Il va sans dire que pour les croyants pratiquants, les villageois qui font la grasse matinée le dimanche au lieu de venir écouter la bonne parole à l’église ne sont pas des gens tout à fait comme eux. Ils vivent dans le péché, ils sont ignorants de tout le bien-être que Jésus pourrait leur apporter. Ils passent à côté de quelque chose qui donnerait à leur vie une dimension supérieure. Parmi ces récalcitrants, il y a des athées, des gens qui vivent hors de la religion, des pratiquants d’un autre culte, mais aussi des catholiques pour qui il n’ait nul besoin d’aller à l’église pour parler à Dieu, ils le font directement depuis chez eux sans passer par monsieur le curé.

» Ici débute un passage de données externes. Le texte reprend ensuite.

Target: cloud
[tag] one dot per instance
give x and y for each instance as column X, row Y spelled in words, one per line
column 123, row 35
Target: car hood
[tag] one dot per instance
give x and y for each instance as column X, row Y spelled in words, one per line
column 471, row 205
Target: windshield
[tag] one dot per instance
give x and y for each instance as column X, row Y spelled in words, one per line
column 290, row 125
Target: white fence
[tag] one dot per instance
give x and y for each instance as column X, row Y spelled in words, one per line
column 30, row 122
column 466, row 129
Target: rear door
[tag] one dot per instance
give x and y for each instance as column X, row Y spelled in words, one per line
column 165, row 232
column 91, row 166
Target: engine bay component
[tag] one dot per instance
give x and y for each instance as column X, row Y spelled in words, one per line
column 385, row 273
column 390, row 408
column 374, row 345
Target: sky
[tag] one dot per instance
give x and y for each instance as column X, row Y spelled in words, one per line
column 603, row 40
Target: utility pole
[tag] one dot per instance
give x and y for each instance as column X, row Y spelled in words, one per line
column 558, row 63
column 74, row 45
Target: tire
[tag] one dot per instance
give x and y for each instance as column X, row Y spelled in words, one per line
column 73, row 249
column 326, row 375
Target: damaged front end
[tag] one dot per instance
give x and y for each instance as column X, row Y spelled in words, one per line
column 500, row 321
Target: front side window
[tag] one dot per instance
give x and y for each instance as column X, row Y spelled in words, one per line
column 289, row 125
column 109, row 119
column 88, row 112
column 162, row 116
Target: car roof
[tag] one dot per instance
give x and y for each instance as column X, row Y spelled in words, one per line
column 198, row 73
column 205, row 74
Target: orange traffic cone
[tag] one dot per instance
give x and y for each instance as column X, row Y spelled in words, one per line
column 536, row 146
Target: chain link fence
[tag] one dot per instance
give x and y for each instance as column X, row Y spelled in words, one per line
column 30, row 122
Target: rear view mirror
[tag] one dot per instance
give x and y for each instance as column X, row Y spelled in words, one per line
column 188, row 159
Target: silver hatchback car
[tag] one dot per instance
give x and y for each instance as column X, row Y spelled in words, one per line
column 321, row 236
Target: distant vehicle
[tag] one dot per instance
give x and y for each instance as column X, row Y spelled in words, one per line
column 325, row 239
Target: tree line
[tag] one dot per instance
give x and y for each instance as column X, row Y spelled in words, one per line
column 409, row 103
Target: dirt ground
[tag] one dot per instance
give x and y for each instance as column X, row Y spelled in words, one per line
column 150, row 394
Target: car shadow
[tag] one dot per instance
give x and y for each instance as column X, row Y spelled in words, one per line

C’est le cas notamment de l’institutrice du village dont l’école fait face à l’église. Elle habite à l’étage, au-dessus de la classe, et voit le dimanche le rituel va-et-vient des pratiquants. Elle observe les familles dont les enfants sont ses élèves. Ce sont souvent les bons élèves, comme Jacques, qui vont à l’église. Ou encore les familles très ancrées dans la tradition et dans le monde rural, il y a aussi quelques familles pauvres, mais peu d’étrangers car le village n’en accueille pas. Quand, le dimanche, la maîtresse voit de sa fenêtre une discussion entre parents d’élèves, elle imagine une ruse pour interroger les enfants le lendemain afin de savoir ce que les parents se sont dit la veille.
Les cancres vont rarement à l’église, pas plus que les enfants de famille instable. Quelquefois, pour irriter un parent ou fragiliser un élève, l’institutrice impose en classe un débat sur la religion et demande qui va ou ne va pas à l’église. Elle lance les hostilités pour qu’à la récréation les élèves des camps adverses se chamaillent. À l’école aussi il y a ceux qui vont à la messe et les autres.